The mummy was missing among thousands of artifacts lying in the museum, he said during his lecture at the New York-based Metropolitan Museum of Arts.
He said for decades archaeologists believed that a mummy found in Luxor was that of the Egyptian queen. It was a streak of luck, he said, to find this mummy.
The Metropolitan is hosting a Hatshepsut exhibition that displays 270 artifacts on the life history of the queen.
The American museum honoured Hawwas and his accompanying delegation in appreciation of their effort to unravel the mysteries of the Egyptian Pharaohnic age.
Andie posted this as well and hasn't found anything else on it either. There has been some speculation that an ummarked mummy found in KV-60, an uninscribed, poorly constructed tomb, was that of Hatchepsut. I did some work on this tomb with Don Ryan and he speculated on the identity of this mummy as H., following someone else whose name escapes me at the moment (email Don and have him tell you the story! He'll hate me for it. . .). Don has two pics of KV-60:
The entrance to the tomb:
And the mummy as found:
So, this should be interesting. (And happy blog-birthday, Andie!)
UPDATE: Dr. Ryan says that Hawass is referring to another mummy (not the one pictured above) that was also found in KV-60 within a coffin marked as belonging to Hatchepsut's royal nurse Sitre.

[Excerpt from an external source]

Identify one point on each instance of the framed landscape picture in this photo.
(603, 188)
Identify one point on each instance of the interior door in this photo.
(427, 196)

The KV-60-mummy-as-Hatchepsut (pics above) reasoning goes like this: After she died, Hatchepsut's mummy was removed from whatever tomb she had originally been placed and placed in the tomb of her nurse, Sitre, for protection. The mummy still in KV-60 (pictured above) is of an elderly and obese woman in the royal pose. So you had two mummies in KV-60: One in a coffin denoted as containing 'Sitre' and and unmarked one without a coffin. Hawass is suggesting the one in the coffin in Cairo is, in fact, Hatchepsut, and not Sitre. So, eh, who knows.